Te­mer is ex­pected to say no more than one line or so declar­ing the Games open, but even that risks boo­ing from op­po­nents in the crowd.

“I am to­tally ready” for heck­ling, he said. Out­side the sta­dium, se­cu­rity will be heavy in case of demon­stra­tions by groups sup­port­ing Rouss­eff.

As for the A-level at­ten­dance, US Pres­i­dent Barack Obama will be among the many heads of state keep­ing away. Ac­cord­ing to O Es­tado de Sao Paulo daily, the to­tal of world lead­ers will be the low­est in 16 years.

One thing the re­hearsal did not show is the light­ing of the Olympic caul­dron.

The iden­tity of the lucky per­son car­ry­ing the Olympic torch – which has com­pleted a 300-city re­lay – to ig­nite the caul­dron is also a mys­tery.

The big fa­vorite is foot­ball leg­end Pele, prob­a­bly the most fa­mous Brazil­ian of all.

How­ever he never played in the Olympics and NBC, the US net­work with ex­clu­sive broad­cast­ing rights for the United States, sug­gests that or­gan­is­ers should look at Brazil­ian marathon run­ner Van­der­lei de Lima.

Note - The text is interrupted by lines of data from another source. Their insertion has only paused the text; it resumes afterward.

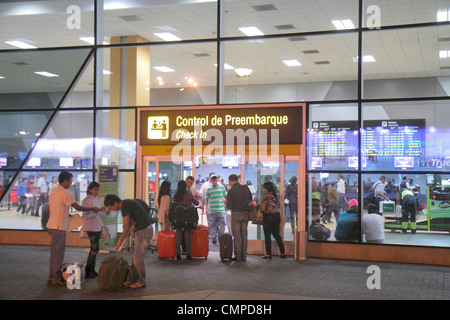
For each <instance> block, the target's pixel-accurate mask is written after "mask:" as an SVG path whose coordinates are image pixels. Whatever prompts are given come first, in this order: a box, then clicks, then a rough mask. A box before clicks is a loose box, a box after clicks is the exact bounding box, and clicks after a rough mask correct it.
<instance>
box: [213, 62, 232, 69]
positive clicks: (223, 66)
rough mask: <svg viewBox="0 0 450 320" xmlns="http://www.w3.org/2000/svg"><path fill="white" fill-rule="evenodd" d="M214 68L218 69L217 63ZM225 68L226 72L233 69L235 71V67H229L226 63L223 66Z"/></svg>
mask: <svg viewBox="0 0 450 320" xmlns="http://www.w3.org/2000/svg"><path fill="white" fill-rule="evenodd" d="M214 66H215V67H217V63H214ZM223 68H224V69H225V70H233V69H234V67H233V66H232V65H229V64H228V63H225V64H224V65H223Z"/></svg>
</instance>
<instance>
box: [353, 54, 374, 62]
mask: <svg viewBox="0 0 450 320" xmlns="http://www.w3.org/2000/svg"><path fill="white" fill-rule="evenodd" d="M352 60H353V62H358V60H359V57H353V58H352ZM363 62H376V60H375V58H374V57H373V56H372V55H370V54H369V55H366V56H363Z"/></svg>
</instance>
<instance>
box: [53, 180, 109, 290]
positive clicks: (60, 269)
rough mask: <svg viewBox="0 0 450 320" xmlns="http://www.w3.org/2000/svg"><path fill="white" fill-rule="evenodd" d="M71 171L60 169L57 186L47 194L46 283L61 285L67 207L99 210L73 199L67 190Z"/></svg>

De Lima was lead­ing in the 2004 Athens Olympics when a spec­ta­tor ran out and grabbed him. He ended up win­ning bronze and for­gave his at­tacker, earn­ing plau­dits for his hu­mil­ity.

Olympic or­gan­is­ing com­mit­tee spokesper­son Mario An­drada says there’ll be plenty of sur­prises to­mor­row.

“We didn’t show even 20 per­cent,” he said.

Photo: AFP

Mem­bers of the Samba Mangueira school per­form dur­ing the Spe­cial Group Samba Schools Pa­rade of the Car­ni­val of Rio de Janeiro at the Sam­badrome, in Rio de Janeiro. If Car­ni­val is any in­di­ca­tion, to­mor­row’s Olympic Games open­ing cer­e­mony should be a spec­ta­cle.